Little N. developed the ability to paint independently after many months working alongside Mama, or while sitting in her lap, at our Playgroup, outside under the trees, making family art.
There are many amazing developmental aspects to observe in N. painting. To name a few: Cognitively, she is making choices and learning about cause and effect. She is also learning more about nests, which reinforces the meaning of the songs we sing in class. Social-emotionally, she is among other little ones, some have become friends. She feels confident that she may focus on her work in a safe environment. Physically, she is able to hold the paint brush, lean in, and has the eye-hand coordination and motor planning needed to deliver her brush strokes so intentionally.
One of my favorite parts of this video is parenting style. Parents can participate in multiple ways during our sensory and art projects. In this case, N.’s Mom is right by her side, watching her paint, and consciously saying nothing. The birds can be heard in the background along with other parents choosing to communicate verbally, offering their little ones a language-rich experience.

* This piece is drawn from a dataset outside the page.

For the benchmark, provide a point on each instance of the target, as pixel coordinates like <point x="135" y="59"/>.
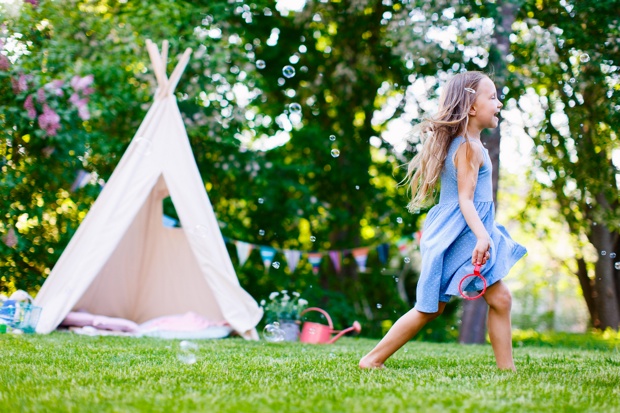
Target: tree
<point x="567" y="66"/>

Both parenting styles are of equal benefit in the art process. In the silent observation, the child can create bountiful neural connections, taking in all that is occurring on a developmentally appropriate level. In the “broadcasting” version, the child is given a vocabulary to pair with the art process. They leave with a story which anchors the experience and boosts language acquisition.
In either case, displaying artwork after class is invaluable for all aspects of development. It is a self-esteem booster, and creates a concrete symbol of acknowledgement. Plus, the nests are beautiful and easy to show in the home.